In the last couple of years it has been difficult not to notice a rise in interest surrounding handmade items. Even those who least care about ongoing trends have surely noticed that such items are, for lack of a better choice of words, simply in.
From handmade jewellery, to altered clothes and hand printing, the influence is vast and ranges in every sector imaginable. Even locally in Malta, where everything is somehow milder and belated, the effect is felt to such an extent, that we have specialised artisan markets, such as Patches.
It is a sort of a new revival of the Arts and Crafts movement, somewhat similar to that of William Morris in 1860s. I believe that just like the reaction against the new industrial world at the time, this is a reaction against a society which relies heavily on mass production. In a world where everything is essentially created by programmed machines, there is no place left for man to be the creator. The satisfaction of creation is lost. Man sought perfection which was only obtainable through machines, and in an attempt to make the world a better place, man metaphorically exiled himself from the productive world.

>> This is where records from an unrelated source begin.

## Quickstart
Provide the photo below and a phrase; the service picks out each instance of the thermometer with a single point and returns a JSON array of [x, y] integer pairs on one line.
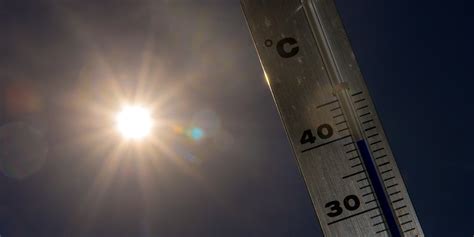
[[339, 143]]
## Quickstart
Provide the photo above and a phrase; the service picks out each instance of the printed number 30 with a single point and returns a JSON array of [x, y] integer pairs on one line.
[[351, 203]]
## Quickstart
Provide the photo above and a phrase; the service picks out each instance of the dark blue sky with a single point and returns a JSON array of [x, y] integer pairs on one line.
[[63, 63]]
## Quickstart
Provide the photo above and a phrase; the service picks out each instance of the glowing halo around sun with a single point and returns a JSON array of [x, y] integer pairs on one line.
[[134, 122]]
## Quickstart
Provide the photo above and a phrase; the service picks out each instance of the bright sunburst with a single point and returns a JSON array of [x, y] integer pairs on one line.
[[134, 122]]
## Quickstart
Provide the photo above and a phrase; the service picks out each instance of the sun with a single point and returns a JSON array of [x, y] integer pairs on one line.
[[134, 122]]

I believe that eventually this left a collective feeling of detachment. One cannot feel connected to the perfectly made things that are mechanically produced. Man-made has obtained a completely different meaning.
Part of the unique charms of handmade items are their slight imperfections, and this is what ultimately ties the creator to the objects. It is a small reminder that these were created by humans, and not machines. While living in a world surrounded by machines, such handmade objects are becoming increasingly easier for people to connect with and thus are just as easily appreciated. One feels that such objects were created for specifically for them, rather than just to feed the industrial market. It is a form of nostalgia for a world that was centered more around the product and its user, rather than production, distribution and profits.
Handmade objects tend to provide one with a sense of individualism, rather than being just another product. They make one feel special and important, which is the effect of limited edition items, something completely opposite to the idea of mass production. In the end, this new found appreciation for handmade is just an attempt to once again become part of the creation of the objects we use everyday.